Probably asking too much here, but there are a few things that would have made it so you could get a lot more from this pedal. I would have liked to have seen MIDI, or some way to save some presets. With a pedal this complex, when you find a cool sound, you’d love a way to save and recall that! Even just a few on-board presets slots would have been cool. Expression would be super fun. It sounds pretty cool to cycle through the rotary switches by hand. It might be complicated to assign a rotary to expression, but it would be cool. Even just using expression to blend in the wet signals of each of the three voices would be rad.
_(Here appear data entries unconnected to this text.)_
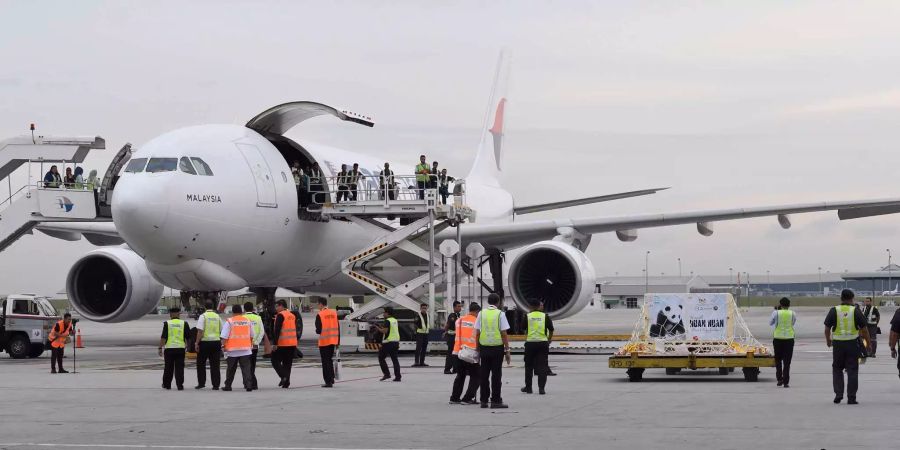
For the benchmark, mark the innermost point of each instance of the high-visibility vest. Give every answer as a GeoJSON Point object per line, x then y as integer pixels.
{"type": "Point", "coordinates": [256, 322]}
{"type": "Point", "coordinates": [490, 328]}
{"type": "Point", "coordinates": [465, 333]}
{"type": "Point", "coordinates": [288, 336]}
{"type": "Point", "coordinates": [212, 326]}
{"type": "Point", "coordinates": [58, 339]}
{"type": "Point", "coordinates": [330, 334]}
{"type": "Point", "coordinates": [845, 327]}
{"type": "Point", "coordinates": [175, 333]}
{"type": "Point", "coordinates": [239, 335]}
{"type": "Point", "coordinates": [784, 327]}
{"type": "Point", "coordinates": [537, 327]}
{"type": "Point", "coordinates": [393, 331]}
It also seems like it could benefit from a little bit better tracking accuracy. I know that this is a characteristic of PLL effects and they, generally, feel a bit “wonky.” But as I played there were moments where a tighter feel would have been really nice.
The EarthQuaker Devices Data Corrupter will give you some of the most bizarre and beautifully intense fuzz tones and chaotic guitar sounds you will ever hear. If you’re getting sick and tired of so many fuzz pedals out there that sound just like everything else, this pedal may be your answer. You really can get as tame or as insane as you like with the blend controls. This pedal truly is a new spin on an old idea and one of the most accessible takes on a PLL pedal, being thoughtfully designed and nicely laid out in a way that makes sense for the first time PLL user. And LOUD? You damn right. At times you will think you have found fuzz Nirvana, other times you will think you smell smoke emitting from your speaker cabinet. Still, you must go on and explore the new world of fuzz that is laid out before you. Great rewards will arise from your efforts. (Ear plugs sold separately.)
That concludes our EarthQuaker Devices Data Corrupter review. Thanks for reading.